Eutectic concentrations of drug and coformer at different pH values are key indicators of cocrystal thermodynamic stability relative to drug. a) NVP-MLE (1:1), b) NVP-SAC (2:1), and c) NVP-SLC (2:1). NVP-MLE cocrystal is more soluble than NVP as suggested by K_eu > 1, [coformer]_eu > [drug]_eu. SAC and SLC cocrystals have a reversal in this trend as pH increases, K_eu < or > 0.5, indicating a transition point at pH_max. pH values represent equilibrium values and are generally lower than initial pH.

For the 1:1 NVP-MLE cocrystal, K_eu > 1 at all pH values studied indicating that the cocrystal is more soluble than the drug since S_cc/S_drug > 1. This cocrystal does not have a pH_max where K_eu = 1.

For 2:1 cocrystals a pH_max occurs at K_eu = 0.5. Both NVP-SAC and NVP-SLC cocrystals show K_eu < 0.5 at pH 1.2 while K_eu is > 0.5 for NVP-SAC at pH values ≥ 2.4, and for NVP-SLC at pH values ≥3.2, demonstrating that there is a pH_max for both cocrystals. These results are in excellent agreement with those predicted from the solubility curves in Fig. 1. Small deviations in pH_max for the NVP-SAC cocrystal where K_eu = 0.4 suggests a pH_max slightly higher than 1.1, estimated from Fig. 1. This small difference in pH_max values is a consequence of the variability between predicted (Eq.1) and experimentally determined NVP solubility as a function of pH (shown in ESI^†).

We have previously demonstrated that S_cc/S_drug can be estimated from K_eu according to^{2, 20}:

$$K_{eu}^{1:1}={\left(\frac{S_{\mathit{cocrystal}}}{S_{\mathit{drug}}}\right)}^2$$ (5)

$$K_{eu}^{2:1}=0.5{\left(\frac{S_{\mathit{cocrystal}}}{S_{\mathit{drug}}}\right)}^3$$ (6)

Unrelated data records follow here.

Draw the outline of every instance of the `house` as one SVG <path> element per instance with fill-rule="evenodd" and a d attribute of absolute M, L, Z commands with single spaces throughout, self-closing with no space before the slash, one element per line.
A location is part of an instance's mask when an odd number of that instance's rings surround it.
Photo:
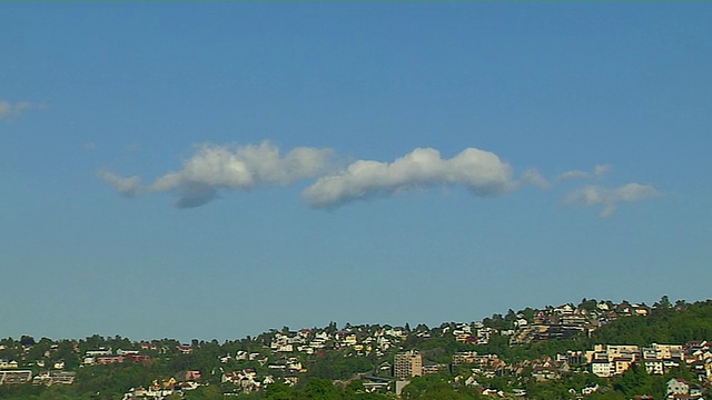
<path fill-rule="evenodd" d="M 690 383 L 684 379 L 672 378 L 668 381 L 668 396 L 689 394 Z"/>
<path fill-rule="evenodd" d="M 198 380 L 198 379 L 200 379 L 200 371 L 198 370 L 186 371 L 186 377 L 184 378 L 184 380 L 190 381 L 190 380 Z"/>

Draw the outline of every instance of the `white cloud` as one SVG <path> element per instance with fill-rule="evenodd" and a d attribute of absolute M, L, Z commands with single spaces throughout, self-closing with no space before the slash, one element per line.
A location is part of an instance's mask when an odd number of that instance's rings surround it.
<path fill-rule="evenodd" d="M 267 141 L 243 147 L 202 144 L 180 171 L 156 179 L 147 190 L 175 191 L 177 207 L 198 207 L 216 199 L 220 189 L 250 190 L 316 177 L 326 172 L 332 157 L 329 149 L 306 147 L 281 156 L 279 148 Z"/>
<path fill-rule="evenodd" d="M 139 177 L 123 178 L 109 171 L 99 171 L 97 172 L 97 177 L 111 184 L 116 191 L 127 197 L 135 197 L 140 189 L 141 180 Z"/>
<path fill-rule="evenodd" d="M 20 117 L 24 111 L 33 108 L 46 108 L 44 103 L 31 103 L 29 101 L 20 101 L 14 104 L 6 100 L 0 100 L 0 120 Z"/>
<path fill-rule="evenodd" d="M 541 178 L 541 177 L 540 177 Z M 481 197 L 515 189 L 510 164 L 488 151 L 467 148 L 452 159 L 443 159 L 431 148 L 415 149 L 394 162 L 359 160 L 346 170 L 323 177 L 303 197 L 316 208 L 390 196 L 413 188 L 462 184 Z"/>
<path fill-rule="evenodd" d="M 571 170 L 558 176 L 558 180 L 600 179 L 611 171 L 610 164 L 597 164 L 593 171 Z"/>
<path fill-rule="evenodd" d="M 621 202 L 639 202 L 659 196 L 660 191 L 649 184 L 627 183 L 619 188 L 585 186 L 570 192 L 564 199 L 566 206 L 603 206 L 600 216 L 609 217 Z"/>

S_cc and S_drug were experimentally determined from measured eutectic concentrations (Fig. 2) for each cocrystal and respective pH, as described in ESI^†. The experimental and predicted K_eu dependence on S_cc/S_drug is presented in Fig. 3. The results show excellent agreement between observed and predicted behavior according to equations 5 and 6 for 1:1 and 2:1 cocrystals, respectively.

Fig. 3.

Predicted and experimental values of K_eu and cocrystal solubility advantage (S_cc/S_drug) for 1:1 NVP-MLE and 2:1 NVP-SAC and NVP-SLC cocrystals. K_eu is a key indicator of S_cc/S_drug. K_eu dependence on pH reveals the cocrystal pH_max as well as the cocrystal increase in solubility over drug as pH increases. At pH_max, K_eu = 1 for 1:1 cocrystals and K_eu = 0.5 for 2:1 cocrystals. Log axes are used due to the large range of values. Symbols represent experimental values. Numbers next to data points indicate pH at eutectic point or equilibrium pH. Lines were generated according to equations 5 and 6. Solid lines represent 1:1 cocrystals and dashed lines 2:1 cocrystals.

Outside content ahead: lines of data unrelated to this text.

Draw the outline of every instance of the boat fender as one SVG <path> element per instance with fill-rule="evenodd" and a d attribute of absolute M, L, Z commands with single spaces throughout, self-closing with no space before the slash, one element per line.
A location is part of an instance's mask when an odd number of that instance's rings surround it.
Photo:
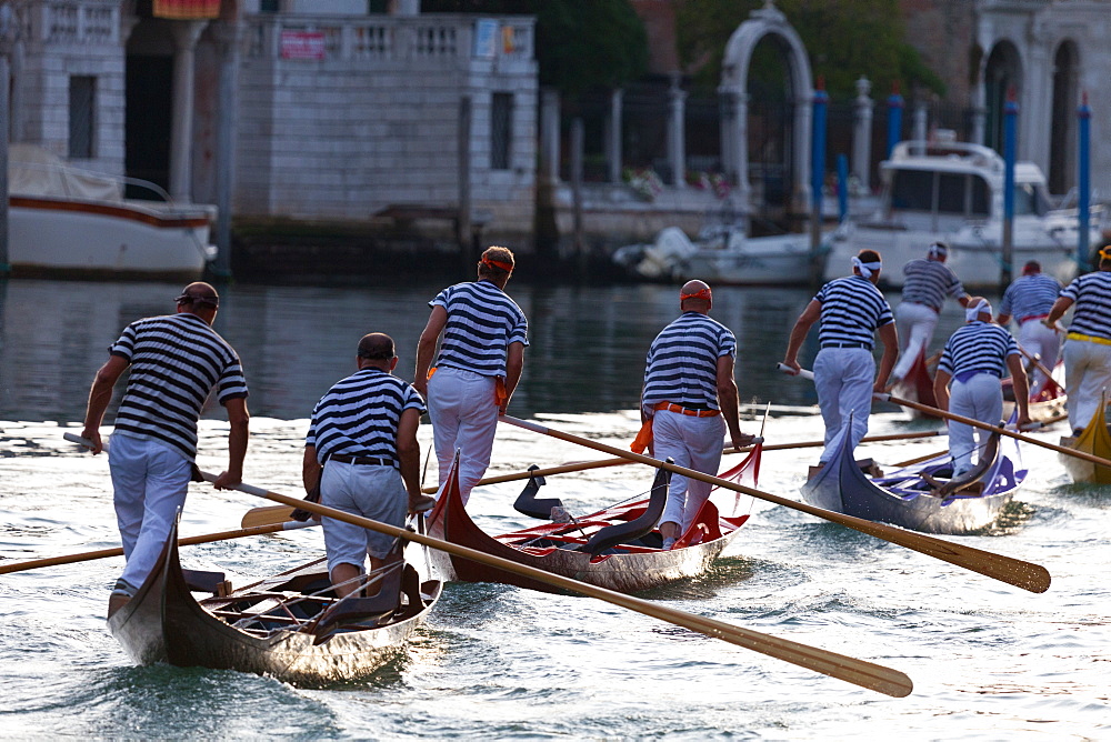
<path fill-rule="evenodd" d="M 668 459 L 668 463 L 674 463 L 674 461 Z M 648 499 L 648 507 L 644 508 L 644 512 L 640 518 L 601 529 L 590 537 L 587 543 L 579 547 L 579 551 L 590 552 L 591 558 L 594 558 L 611 547 L 615 547 L 619 543 L 629 543 L 651 533 L 655 524 L 660 522 L 660 517 L 663 515 L 663 507 L 668 503 L 670 484 L 671 472 L 660 469 L 655 474 L 655 481 L 652 483 L 652 494 Z"/>
<path fill-rule="evenodd" d="M 540 469 L 537 464 L 529 467 L 529 471 L 536 471 Z M 513 510 L 521 513 L 522 515 L 528 515 L 529 518 L 538 518 L 542 521 L 556 520 L 553 518 L 553 511 L 558 508 L 562 512 L 567 513 L 567 508 L 563 507 L 563 501 L 559 498 L 544 498 L 537 499 L 537 493 L 540 488 L 546 484 L 543 477 L 537 477 L 536 474 L 529 474 L 529 481 L 526 483 L 524 489 L 521 494 L 518 495 L 517 502 L 513 503 Z M 564 519 L 560 522 L 567 522 Z"/>

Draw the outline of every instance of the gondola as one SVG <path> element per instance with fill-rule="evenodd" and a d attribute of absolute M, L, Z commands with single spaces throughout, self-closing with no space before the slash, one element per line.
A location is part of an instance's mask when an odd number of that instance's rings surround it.
<path fill-rule="evenodd" d="M 755 487 L 761 452 L 762 445 L 758 444 L 740 464 L 720 477 Z M 669 479 L 670 474 L 661 470 L 647 500 L 614 505 L 565 522 L 551 521 L 499 535 L 482 531 L 467 514 L 458 487 L 449 487 L 430 514 L 430 531 L 442 534 L 443 539 L 452 543 L 519 564 L 619 592 L 640 592 L 705 572 L 749 518 L 748 513 L 738 513 L 740 495 L 715 491 L 702 505 L 687 532 L 671 549 L 664 550 L 655 525 L 667 501 Z M 529 514 L 541 518 L 551 515 L 546 503 L 559 503 L 557 507 L 565 510 L 559 500 L 534 499 L 541 483 L 530 480 L 518 503 L 531 502 L 533 510 Z M 747 502 L 748 498 L 744 500 Z M 538 504 L 539 511 L 536 510 Z M 729 510 L 730 514 L 722 514 L 724 510 Z M 450 558 L 447 569 L 451 573 L 446 579 L 502 582 L 553 592 L 548 584 L 464 559 Z"/>
<path fill-rule="evenodd" d="M 953 480 L 948 454 L 895 469 L 865 473 L 840 435 L 830 464 L 802 487 L 802 499 L 819 508 L 924 533 L 975 533 L 995 522 L 1027 477 L 1018 443 L 993 433 L 971 472 Z M 874 471 L 874 470 L 873 470 Z"/>
<path fill-rule="evenodd" d="M 337 599 L 323 559 L 231 590 L 221 573 L 181 569 L 174 527 L 150 576 L 108 626 L 139 664 L 239 670 L 303 685 L 352 680 L 388 662 L 440 596 L 441 583 L 422 581 L 402 547 L 392 556 L 369 598 Z M 213 594 L 198 601 L 193 591 Z"/>
<path fill-rule="evenodd" d="M 1105 401 L 1101 401 L 1080 435 L 1061 439 L 1061 445 L 1091 453 L 1102 459 L 1111 459 L 1111 432 L 1108 431 Z M 1077 457 L 1058 454 L 1073 482 L 1111 484 L 1111 468 L 1083 461 Z"/>

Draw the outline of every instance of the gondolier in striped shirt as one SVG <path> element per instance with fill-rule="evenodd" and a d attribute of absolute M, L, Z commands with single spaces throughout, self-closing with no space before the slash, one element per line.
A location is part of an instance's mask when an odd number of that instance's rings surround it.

In conclusion, cocrystal solubility and its advantage over drug can be dialed up or down by solution pH. Cocrystal and drug solubilities without measurement of the corresponding pH will fail to provide meaningful insight about how cocrystals dissolve, and in some cases miss their ability to enhance and modulate solubility. We have also demonstrated that eutectic constants are key indicators of cocrystal stability and solubility. Their measurement requires small amount of materials and time for a solution to reach equilibrium with. K_eu also provides a supersaturation index, which is the driving force for cocrystal transformation to the less soluble drug. A subsequent publication will address the influence of the supersaturation index on cocrystal dissolution.